Bloch - Uma vez esses equipamentos instalados, o meu papel aqui será
transmitir o pouco que sei sobre espectrometria de massa e química
de proteínas aos novos estudantes e pesquisadores interessados,
ao mesmo tempo em que já estaremos trabalhando nos projetos. Vamos
fazer cursos periódicos e o primeiro deve acontecer em agosto próximo.
Obviamente currículos deverão ser analisados porque se trata
de um curso de imersão, onde o participante, além da parte
teórica, terá a parte prática. Cursos dessa natureza
costumam ter um número de participantes de no máximo uma
dezena de pessoas. Por isso, vários cursos terão que ser
realizados para atender toda a demanda que a gente imagina que haverá.
Comciência
- Por que empresas nacionais não participam desse projeto?
Bloch - Esse é um dos meus maiores desejos: mostrar às
empresas o que acontece e poderá acontecer aqui. Sei de empresas
com problemas imediatos que podem ser resolvidos, pois a capacidade que
essas máquinas têm em termos de velocidade de analise e de
processamento dos resultados é muito grande. Podem não só
comportar os problemas científicos falados anteriormente bem como
atender as necessidades das empresas. Eu tenho um interesse muito grande
na possibilidade de poder repetir o exemplo de muitos casos lá
de fora, onde os laboratórios de proteoma caminham com a iniciativa
privada (industria farmacêutica principalmente) porque o país
precisa dessa proximidade, que aqui parece que nunca chega. E hoje nós
já' possuímos condições reais para fazer isso.
Comciência
- Existe interesse de investimento por parte dos empresários brasileiros?

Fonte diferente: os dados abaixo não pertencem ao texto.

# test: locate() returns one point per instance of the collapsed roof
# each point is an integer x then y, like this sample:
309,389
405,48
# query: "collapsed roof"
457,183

Bloch - O que eu observo, pelo menos por onde eu já passei,
é que ainda não existe essa cultura no país. Só
para dar um exemplo, na Embrapa Recursos Genéticos e Biotecnologia
em Brasília, possuímos vários laboratórios
muito bem montados e com profissionais capazes de atender a uma serie
de demandas do setor privado, no nosso caso particular, sou também
responsável pelo laboratório de espectrometria de massa
de lá e o que se nota depois de cinco anos de funcionamento é
que somente agora o setor do agro-negócio está nos procurando,
devido a uma série de problemas de exportação que
eles estão tendo e que a gente já poderia vir trabalhando
conjuntamente para evitar que o problema chegasse ao ponto que chegou.
Resumindo, tanto aqui quanto na Embrapa, eu gostaria muito que o investimento
de milhões de dólares fosse compartilhado tanto pela academia
quanto pelo setor privado. O estado já fez o investimento maior,
o que precisamos é dar continuidade a esse investimento. Por isso
insisto na história da participação da iniciativa
privada, pois isso beneficiará a todos.